Pilling reportedly said that the SSRI antidepressants could as much as double the risk of having an infant with a birth defect if taken during pregnancy. The article notes that the risk of having a baby with a birth defect in the general population is around two in 100, whereas according to Pilling, taking an SSRI in early pregnancy increases that risk to approximately four in 100.

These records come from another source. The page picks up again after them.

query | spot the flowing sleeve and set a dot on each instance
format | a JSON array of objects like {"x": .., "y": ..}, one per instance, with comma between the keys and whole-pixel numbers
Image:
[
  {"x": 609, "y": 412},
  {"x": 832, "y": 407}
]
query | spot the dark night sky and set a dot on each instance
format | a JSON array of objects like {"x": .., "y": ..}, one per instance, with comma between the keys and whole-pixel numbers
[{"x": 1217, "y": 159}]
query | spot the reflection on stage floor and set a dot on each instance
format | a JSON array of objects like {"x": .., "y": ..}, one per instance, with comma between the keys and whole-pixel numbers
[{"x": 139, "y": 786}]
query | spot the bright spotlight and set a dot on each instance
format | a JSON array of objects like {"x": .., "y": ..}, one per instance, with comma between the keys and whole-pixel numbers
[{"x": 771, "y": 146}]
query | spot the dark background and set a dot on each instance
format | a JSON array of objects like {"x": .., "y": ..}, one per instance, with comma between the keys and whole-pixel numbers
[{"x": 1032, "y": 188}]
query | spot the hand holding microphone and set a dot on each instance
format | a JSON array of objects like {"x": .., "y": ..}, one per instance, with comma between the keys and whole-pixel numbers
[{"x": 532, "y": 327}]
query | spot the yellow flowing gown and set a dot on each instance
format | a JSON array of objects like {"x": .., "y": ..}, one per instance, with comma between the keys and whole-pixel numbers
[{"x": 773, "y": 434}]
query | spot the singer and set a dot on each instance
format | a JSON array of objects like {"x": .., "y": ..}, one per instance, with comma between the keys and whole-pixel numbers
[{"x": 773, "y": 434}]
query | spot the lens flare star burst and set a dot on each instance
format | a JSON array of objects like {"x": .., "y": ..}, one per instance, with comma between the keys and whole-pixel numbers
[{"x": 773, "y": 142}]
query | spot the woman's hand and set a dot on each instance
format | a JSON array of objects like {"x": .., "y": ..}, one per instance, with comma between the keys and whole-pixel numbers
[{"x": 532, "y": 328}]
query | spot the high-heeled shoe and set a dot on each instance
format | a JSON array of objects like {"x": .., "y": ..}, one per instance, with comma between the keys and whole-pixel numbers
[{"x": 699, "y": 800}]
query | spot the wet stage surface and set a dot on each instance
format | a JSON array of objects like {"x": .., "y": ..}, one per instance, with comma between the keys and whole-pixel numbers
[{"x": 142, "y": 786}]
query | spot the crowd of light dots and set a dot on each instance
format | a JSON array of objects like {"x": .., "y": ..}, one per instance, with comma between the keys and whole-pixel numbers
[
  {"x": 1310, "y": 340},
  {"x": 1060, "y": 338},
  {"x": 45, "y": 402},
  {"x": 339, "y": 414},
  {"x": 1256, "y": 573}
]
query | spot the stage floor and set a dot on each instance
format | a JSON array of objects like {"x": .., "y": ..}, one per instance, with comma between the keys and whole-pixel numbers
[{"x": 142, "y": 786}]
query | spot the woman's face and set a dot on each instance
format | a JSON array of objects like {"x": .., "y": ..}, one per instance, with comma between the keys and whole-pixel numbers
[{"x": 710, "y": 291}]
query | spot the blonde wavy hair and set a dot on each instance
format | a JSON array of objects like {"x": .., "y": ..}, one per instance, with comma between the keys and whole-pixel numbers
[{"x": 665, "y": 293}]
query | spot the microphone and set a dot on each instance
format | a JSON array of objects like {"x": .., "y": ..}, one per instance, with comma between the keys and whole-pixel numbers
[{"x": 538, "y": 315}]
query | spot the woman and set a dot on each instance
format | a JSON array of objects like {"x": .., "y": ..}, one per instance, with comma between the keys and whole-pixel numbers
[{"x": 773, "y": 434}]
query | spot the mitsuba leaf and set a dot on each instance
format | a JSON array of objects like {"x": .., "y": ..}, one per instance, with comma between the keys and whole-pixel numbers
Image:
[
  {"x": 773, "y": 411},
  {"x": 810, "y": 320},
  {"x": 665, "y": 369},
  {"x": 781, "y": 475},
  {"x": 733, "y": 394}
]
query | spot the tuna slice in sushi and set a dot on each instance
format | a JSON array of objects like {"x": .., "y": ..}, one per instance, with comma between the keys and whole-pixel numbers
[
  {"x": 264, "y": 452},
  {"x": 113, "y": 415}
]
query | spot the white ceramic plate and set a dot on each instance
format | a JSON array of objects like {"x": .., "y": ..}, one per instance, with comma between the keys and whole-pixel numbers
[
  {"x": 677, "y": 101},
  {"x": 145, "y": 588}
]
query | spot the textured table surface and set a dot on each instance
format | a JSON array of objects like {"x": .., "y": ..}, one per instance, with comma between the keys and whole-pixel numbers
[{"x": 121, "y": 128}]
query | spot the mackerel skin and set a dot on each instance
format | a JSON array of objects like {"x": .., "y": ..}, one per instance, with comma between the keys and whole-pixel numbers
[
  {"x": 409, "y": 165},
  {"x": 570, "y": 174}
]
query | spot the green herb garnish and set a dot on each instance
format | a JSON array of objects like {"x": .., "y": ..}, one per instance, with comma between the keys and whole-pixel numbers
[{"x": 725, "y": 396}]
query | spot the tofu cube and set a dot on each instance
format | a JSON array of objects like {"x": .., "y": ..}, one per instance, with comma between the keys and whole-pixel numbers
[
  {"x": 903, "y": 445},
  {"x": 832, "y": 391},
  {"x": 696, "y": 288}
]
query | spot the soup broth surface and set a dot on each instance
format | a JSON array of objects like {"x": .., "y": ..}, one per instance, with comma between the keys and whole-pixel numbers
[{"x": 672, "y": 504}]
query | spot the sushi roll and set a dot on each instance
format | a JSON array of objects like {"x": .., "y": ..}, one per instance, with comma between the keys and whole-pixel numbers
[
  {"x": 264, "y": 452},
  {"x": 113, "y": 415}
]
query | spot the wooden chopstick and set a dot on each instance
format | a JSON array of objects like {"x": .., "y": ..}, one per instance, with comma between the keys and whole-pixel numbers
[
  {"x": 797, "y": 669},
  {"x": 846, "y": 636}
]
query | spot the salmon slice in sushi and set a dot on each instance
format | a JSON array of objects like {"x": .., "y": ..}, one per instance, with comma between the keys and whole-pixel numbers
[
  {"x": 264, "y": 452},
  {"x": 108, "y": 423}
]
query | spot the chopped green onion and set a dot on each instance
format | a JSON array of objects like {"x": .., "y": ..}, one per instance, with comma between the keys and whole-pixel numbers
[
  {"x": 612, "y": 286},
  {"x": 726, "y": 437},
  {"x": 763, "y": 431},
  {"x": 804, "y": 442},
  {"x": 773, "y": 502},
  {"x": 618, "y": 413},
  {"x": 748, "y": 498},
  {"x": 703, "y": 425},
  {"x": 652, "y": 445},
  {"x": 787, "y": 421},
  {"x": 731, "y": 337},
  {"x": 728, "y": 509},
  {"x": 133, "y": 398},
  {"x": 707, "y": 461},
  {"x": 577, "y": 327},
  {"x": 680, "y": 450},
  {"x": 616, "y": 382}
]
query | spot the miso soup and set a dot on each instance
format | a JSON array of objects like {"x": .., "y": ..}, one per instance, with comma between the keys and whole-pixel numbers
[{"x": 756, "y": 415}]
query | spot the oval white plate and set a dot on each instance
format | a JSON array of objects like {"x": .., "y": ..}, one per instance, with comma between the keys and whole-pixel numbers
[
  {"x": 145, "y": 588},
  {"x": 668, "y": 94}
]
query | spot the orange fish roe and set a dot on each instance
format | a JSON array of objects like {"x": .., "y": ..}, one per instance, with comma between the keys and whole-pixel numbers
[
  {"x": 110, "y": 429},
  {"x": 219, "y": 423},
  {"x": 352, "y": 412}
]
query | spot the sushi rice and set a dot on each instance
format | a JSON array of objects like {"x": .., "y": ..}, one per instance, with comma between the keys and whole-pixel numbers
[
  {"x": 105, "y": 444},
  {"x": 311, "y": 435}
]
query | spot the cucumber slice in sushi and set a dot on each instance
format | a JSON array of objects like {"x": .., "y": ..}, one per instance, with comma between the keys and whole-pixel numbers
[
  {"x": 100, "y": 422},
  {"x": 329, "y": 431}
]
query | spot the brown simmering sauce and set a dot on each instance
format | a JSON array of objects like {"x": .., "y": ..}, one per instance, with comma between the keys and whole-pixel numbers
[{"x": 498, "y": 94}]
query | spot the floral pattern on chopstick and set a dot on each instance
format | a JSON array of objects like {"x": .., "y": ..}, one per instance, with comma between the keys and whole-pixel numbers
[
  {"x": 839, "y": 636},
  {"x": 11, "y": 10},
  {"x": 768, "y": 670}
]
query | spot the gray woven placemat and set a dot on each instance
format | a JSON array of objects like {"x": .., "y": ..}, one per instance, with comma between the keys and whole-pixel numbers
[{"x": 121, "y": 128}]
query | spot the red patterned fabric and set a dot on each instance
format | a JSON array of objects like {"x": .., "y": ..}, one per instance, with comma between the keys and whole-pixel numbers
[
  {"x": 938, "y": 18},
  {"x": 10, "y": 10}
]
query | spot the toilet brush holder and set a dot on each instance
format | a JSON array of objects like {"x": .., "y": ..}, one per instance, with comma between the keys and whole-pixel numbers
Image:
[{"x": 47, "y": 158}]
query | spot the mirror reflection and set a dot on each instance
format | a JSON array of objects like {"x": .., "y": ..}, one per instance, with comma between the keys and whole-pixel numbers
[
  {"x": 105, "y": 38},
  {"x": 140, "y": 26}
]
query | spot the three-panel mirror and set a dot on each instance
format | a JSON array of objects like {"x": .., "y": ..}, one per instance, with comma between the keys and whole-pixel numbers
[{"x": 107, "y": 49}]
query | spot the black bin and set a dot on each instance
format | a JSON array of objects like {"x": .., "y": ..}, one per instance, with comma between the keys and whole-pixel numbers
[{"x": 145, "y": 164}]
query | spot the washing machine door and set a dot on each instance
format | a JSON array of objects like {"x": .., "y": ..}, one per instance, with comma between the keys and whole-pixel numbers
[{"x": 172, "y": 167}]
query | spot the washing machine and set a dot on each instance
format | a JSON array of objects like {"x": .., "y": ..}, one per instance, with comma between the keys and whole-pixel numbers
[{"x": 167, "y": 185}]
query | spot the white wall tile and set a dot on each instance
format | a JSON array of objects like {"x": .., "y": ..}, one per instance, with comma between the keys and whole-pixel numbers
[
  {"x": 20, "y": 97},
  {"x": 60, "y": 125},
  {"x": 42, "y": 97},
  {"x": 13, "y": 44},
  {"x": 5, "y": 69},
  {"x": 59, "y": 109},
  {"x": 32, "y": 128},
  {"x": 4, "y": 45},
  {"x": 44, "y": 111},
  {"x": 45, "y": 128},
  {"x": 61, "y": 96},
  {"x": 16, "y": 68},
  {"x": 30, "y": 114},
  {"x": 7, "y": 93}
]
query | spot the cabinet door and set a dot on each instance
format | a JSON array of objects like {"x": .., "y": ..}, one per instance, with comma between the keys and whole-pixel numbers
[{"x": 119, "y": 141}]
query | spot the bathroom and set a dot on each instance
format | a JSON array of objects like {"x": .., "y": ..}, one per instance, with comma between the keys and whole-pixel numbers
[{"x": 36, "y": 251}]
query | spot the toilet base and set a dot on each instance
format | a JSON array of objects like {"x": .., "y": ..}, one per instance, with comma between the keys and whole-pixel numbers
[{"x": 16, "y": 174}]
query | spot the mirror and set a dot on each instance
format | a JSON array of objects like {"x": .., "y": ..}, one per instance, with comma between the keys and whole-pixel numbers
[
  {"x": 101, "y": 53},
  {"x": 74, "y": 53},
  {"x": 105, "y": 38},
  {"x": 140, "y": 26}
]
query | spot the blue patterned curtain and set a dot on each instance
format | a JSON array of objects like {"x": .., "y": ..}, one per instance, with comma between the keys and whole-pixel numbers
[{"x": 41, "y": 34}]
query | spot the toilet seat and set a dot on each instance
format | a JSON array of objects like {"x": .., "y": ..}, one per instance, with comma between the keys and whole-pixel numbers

Based on that information, warning labels to the entire class of SSRI medications will be updated to reflect the risk across the entire class of medications. In an interview with the BBC (6/23/13), Pilling said that pregnant women who do not have severe depression and are taking an SSRI are taking an unnecessary risk. But he noted the risk extends beyond women who are pregnant to include those who could become pregnant.

In response to the BBC’s program, “The Truth about Pills and Pregnancy,” on which Pilling spoke, the Royal College of Psychiatrists (RCP) issued a statement that the BBC’s show overstated the risk of birth defects. According to the RCP, the risk of a birth defect when taking an SSRI is less than 1 in 100, and the risk in the general population is between 0.5 and 0.8 per 100.

Although some studies have suggested a link between the use of SSRIs while pregnant and a risk of birth defects, other studies have not shown such a link.

Some of the studies suggested a link between the use of SSRIs and having a baby with persistent pulmonary hypertension of the newborn (PPHN). According to a study published in the Jornal de Pediatria (May/June 2013), PPHN is a challenge for physicians, with little known about the treatment or prevention.

“Despite recent technological advances and new physiopathological knowledge of this disease, mortality associated with PPHN remains at 10%,” researchers wrote.

In the US, lawsuits have been filed against the makers of a variety of SSRI antidepressants, alleging children were born with birth defects after being exposed to the medications while in the womb.